From Susan:  I thought it might be fun, now that I’ve reached the 20th century in my chapter, to show you some of the changes, over the century, in depicting Henry and Anne’s first night together. Here’s my first selection, from one of the very first writers to actually acknowledge (although with much symbolism and a big “dot dot dot”) that Henry and Anne had sex before marriage.  This scene may seem very squeamish today.  But it was pretty bold for its time.
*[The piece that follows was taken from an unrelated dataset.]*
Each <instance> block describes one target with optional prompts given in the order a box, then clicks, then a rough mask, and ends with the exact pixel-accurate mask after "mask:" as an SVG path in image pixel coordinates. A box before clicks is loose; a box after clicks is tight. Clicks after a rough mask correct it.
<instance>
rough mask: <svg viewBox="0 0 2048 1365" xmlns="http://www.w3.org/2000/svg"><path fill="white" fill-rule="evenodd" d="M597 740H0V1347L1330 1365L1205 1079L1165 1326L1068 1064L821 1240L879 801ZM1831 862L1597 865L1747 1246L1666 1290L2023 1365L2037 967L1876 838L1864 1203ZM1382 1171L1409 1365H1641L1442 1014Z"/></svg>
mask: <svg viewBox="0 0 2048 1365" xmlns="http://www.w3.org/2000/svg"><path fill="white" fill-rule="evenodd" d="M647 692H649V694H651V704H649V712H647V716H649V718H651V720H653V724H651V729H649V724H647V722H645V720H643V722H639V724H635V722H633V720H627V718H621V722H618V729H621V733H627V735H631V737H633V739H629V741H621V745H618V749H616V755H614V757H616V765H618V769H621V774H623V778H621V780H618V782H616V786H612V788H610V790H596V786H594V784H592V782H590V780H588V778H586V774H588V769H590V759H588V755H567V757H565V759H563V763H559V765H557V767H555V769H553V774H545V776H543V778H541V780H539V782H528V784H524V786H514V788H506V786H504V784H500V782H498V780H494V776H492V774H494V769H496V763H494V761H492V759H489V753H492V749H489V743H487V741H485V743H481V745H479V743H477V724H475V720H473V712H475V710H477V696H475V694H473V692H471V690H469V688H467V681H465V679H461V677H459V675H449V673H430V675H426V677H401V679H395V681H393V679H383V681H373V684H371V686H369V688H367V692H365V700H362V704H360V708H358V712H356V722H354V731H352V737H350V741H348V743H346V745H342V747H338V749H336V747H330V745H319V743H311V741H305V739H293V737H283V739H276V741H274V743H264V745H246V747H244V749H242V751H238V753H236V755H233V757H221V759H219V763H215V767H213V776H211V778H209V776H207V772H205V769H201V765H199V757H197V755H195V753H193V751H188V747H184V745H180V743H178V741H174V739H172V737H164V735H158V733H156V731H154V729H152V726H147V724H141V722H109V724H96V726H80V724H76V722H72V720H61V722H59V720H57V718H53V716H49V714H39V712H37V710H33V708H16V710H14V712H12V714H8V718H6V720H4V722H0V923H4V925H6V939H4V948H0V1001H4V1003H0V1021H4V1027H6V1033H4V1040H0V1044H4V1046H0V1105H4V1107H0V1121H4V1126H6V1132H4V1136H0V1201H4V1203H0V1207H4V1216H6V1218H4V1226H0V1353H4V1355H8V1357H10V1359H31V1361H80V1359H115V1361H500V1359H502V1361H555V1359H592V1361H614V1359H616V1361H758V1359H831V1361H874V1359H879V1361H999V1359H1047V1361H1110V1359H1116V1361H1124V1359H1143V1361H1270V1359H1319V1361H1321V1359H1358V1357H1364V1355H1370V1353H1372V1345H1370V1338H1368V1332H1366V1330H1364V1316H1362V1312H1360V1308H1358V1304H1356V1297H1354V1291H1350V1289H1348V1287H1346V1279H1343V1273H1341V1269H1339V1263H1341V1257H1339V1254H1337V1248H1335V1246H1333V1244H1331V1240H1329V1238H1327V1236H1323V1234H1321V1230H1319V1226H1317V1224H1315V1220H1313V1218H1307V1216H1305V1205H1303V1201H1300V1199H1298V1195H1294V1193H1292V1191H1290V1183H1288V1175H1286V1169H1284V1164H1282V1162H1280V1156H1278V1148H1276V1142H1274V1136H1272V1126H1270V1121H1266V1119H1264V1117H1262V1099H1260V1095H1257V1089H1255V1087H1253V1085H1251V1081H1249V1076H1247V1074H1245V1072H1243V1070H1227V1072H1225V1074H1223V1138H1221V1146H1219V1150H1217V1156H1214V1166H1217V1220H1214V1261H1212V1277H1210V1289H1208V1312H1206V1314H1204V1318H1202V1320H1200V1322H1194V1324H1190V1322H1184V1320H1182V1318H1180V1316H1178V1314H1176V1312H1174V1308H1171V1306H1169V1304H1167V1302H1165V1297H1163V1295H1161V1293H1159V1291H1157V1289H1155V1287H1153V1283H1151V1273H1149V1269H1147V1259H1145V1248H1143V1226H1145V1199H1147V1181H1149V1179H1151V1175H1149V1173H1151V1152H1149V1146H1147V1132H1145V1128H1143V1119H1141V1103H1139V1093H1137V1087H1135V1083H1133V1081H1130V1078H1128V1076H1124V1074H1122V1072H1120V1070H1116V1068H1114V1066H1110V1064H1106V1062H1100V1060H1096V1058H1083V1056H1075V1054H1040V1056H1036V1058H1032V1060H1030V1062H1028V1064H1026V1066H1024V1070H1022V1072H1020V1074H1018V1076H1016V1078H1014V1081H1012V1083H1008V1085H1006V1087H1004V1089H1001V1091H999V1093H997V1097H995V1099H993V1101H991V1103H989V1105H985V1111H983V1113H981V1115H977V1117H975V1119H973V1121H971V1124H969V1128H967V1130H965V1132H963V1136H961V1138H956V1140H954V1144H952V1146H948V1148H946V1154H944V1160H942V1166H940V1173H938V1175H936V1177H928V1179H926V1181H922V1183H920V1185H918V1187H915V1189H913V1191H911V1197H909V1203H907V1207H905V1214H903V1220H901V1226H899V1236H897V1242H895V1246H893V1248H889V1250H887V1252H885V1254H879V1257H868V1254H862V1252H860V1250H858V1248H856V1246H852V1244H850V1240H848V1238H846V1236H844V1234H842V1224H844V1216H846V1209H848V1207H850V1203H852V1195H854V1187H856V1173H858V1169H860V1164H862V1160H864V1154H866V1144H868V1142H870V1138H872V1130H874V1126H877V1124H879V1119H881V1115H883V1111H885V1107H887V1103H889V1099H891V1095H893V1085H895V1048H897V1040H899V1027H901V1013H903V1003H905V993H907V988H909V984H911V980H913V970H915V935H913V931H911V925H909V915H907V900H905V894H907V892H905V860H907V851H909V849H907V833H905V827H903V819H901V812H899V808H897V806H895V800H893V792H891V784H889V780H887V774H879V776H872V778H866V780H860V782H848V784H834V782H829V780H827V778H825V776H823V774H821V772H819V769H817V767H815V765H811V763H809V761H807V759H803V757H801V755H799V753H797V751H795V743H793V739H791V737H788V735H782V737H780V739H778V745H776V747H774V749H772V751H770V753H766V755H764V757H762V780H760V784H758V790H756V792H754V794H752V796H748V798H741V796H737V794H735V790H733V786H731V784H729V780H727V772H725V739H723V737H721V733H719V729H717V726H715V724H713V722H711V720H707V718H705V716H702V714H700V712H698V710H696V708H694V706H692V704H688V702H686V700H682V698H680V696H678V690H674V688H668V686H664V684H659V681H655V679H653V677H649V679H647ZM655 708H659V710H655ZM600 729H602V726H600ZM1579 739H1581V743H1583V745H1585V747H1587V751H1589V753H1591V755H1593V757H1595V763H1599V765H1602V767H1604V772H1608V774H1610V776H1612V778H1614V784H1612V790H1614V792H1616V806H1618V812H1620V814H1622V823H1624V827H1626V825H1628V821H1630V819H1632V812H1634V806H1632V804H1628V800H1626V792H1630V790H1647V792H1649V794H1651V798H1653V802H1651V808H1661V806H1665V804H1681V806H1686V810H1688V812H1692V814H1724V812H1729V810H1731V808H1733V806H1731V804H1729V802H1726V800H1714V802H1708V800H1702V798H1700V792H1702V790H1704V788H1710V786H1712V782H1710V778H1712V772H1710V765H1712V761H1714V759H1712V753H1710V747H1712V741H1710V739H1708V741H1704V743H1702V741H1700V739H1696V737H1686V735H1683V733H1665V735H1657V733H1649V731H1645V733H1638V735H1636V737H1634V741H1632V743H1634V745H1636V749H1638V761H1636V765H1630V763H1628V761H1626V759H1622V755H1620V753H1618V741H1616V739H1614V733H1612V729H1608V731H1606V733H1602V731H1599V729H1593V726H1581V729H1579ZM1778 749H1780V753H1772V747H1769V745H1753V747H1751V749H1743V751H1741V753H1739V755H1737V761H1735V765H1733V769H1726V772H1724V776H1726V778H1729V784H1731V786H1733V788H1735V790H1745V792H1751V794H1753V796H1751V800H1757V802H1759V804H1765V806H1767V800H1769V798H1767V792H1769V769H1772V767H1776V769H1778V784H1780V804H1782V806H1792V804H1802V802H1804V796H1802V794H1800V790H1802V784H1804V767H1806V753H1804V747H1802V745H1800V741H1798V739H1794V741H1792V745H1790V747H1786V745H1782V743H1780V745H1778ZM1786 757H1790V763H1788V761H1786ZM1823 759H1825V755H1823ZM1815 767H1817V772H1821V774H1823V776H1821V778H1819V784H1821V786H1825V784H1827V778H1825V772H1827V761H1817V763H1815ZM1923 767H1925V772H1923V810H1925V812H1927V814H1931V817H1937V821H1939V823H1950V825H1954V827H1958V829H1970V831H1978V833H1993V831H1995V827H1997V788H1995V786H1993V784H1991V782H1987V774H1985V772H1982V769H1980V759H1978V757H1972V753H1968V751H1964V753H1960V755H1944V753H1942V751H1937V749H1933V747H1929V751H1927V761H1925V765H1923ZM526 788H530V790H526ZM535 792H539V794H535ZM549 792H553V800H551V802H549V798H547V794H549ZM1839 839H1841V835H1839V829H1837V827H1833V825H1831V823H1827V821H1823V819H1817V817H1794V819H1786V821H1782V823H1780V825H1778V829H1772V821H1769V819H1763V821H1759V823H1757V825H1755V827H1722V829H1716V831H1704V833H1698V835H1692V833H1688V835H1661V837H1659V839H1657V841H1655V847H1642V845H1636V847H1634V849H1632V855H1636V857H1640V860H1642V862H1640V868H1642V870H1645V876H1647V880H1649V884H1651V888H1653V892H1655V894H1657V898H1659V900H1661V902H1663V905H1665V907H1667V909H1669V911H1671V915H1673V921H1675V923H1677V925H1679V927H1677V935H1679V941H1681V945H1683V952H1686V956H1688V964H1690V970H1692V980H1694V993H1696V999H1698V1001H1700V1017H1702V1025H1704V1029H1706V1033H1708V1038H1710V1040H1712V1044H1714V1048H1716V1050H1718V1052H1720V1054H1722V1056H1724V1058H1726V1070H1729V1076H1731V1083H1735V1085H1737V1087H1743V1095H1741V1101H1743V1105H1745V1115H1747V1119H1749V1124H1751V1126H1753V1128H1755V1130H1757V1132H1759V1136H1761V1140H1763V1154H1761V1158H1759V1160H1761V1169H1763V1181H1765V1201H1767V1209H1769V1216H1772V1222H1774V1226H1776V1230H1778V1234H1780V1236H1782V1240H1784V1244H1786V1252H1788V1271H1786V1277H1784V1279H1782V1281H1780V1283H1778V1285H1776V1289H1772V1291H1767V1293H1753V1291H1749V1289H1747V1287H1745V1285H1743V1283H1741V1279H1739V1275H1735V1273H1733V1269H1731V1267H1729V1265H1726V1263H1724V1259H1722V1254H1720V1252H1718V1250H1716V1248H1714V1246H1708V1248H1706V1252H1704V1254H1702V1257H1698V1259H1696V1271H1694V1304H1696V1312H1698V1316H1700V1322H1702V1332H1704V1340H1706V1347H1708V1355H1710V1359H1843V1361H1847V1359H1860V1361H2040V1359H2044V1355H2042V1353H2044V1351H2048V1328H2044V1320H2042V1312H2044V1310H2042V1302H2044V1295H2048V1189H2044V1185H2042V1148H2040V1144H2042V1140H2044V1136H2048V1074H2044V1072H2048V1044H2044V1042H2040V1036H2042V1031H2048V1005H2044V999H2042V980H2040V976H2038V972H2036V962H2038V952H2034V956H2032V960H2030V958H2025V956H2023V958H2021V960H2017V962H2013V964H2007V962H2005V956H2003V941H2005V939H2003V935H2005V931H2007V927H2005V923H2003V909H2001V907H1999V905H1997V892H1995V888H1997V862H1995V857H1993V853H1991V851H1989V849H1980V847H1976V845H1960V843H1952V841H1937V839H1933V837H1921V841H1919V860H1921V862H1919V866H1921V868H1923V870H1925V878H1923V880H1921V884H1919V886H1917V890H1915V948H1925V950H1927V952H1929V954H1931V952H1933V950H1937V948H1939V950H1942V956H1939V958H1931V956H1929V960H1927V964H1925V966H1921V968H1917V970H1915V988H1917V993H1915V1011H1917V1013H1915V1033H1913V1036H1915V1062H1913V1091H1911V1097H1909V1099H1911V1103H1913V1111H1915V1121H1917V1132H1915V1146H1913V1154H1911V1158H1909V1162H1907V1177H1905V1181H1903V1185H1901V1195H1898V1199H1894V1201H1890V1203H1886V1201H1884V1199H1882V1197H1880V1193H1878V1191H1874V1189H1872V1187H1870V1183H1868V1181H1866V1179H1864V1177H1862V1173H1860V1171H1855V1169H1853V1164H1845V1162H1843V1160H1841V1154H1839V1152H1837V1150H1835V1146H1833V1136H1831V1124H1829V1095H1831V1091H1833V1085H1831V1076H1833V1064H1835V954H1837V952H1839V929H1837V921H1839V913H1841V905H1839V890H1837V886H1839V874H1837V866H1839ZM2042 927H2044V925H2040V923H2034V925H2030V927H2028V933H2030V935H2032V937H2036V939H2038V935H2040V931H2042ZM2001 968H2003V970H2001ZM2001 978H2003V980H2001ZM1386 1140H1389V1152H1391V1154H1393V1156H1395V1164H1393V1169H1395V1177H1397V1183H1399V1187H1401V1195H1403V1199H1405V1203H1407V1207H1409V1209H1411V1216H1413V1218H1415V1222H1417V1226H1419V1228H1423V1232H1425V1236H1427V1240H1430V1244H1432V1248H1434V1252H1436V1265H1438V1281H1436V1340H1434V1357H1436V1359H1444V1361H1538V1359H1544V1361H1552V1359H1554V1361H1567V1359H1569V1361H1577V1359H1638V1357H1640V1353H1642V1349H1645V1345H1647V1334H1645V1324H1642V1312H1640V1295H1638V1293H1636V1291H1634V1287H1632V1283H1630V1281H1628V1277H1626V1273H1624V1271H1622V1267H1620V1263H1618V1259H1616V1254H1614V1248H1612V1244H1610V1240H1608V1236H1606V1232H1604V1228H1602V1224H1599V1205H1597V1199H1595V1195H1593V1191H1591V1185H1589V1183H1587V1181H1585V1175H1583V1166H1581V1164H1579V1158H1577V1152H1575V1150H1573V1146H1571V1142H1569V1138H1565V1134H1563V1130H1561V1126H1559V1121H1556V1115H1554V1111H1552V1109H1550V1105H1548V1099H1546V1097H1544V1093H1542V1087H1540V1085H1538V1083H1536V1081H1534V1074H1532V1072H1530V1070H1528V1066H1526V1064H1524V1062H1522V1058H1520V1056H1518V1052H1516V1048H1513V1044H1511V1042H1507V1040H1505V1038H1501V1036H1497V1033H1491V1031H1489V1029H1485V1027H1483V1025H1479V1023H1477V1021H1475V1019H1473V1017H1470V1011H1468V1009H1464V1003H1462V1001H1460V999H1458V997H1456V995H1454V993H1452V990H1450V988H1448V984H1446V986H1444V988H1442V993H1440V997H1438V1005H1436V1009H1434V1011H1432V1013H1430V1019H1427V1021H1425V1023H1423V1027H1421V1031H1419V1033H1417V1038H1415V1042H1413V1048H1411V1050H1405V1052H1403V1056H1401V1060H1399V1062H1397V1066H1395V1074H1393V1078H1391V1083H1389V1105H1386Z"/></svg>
Many Victorian plays and histories, rather than admit that Henry and Anne had premarital sex, claimed that Elizabeth was born prematurely!! This is from one of the first post-Victorian fictionalizations of Anne’s life, published in 1912 by American novelist Mary Hastings Bradley. 

From Mary Hastings Bradley, The Favor of Kings, 1912

“As she sat there alone in the room, her chin in her hand, her dark eyes heavy with anxieties, the thought that had slipped some time ago, shamefaced and sly, into the back of her mind edged more and more into the open…What if she played her last card—her precious card—herself!..

…`I dare not, ‘ she whispered to herself, and then in a strangled voice, `I dare!’

She grew aware at last that her clasped hands were clutching each other so tightly that the rings were cutting into the flesh.  She drew off the ring from the sharpest cut.  It was one of Henry’s earliest gifts to her, a plain gold band with,`Thy virtue is thy honor,’ graved within it…Her virtue—God alone knew how she had hugged that comfort to her smarting pride against the secret sneers she divined about her.  And now…

The ring slipped from her fingers and rolled out across the floor.  A bit of rush blocked it and it toppled and dropped through an open knot hole.  The augury seemed to her complete.  She laughed—and then something, like a hand upon her throat, seemed to strangle the laughter at its source and she quivered back among the cushions, her hands hiding her face like some poor shamed thing.

That year the Christmas revels were gayer than ever and King Henry was scarce an instant to be parted from his marchioness.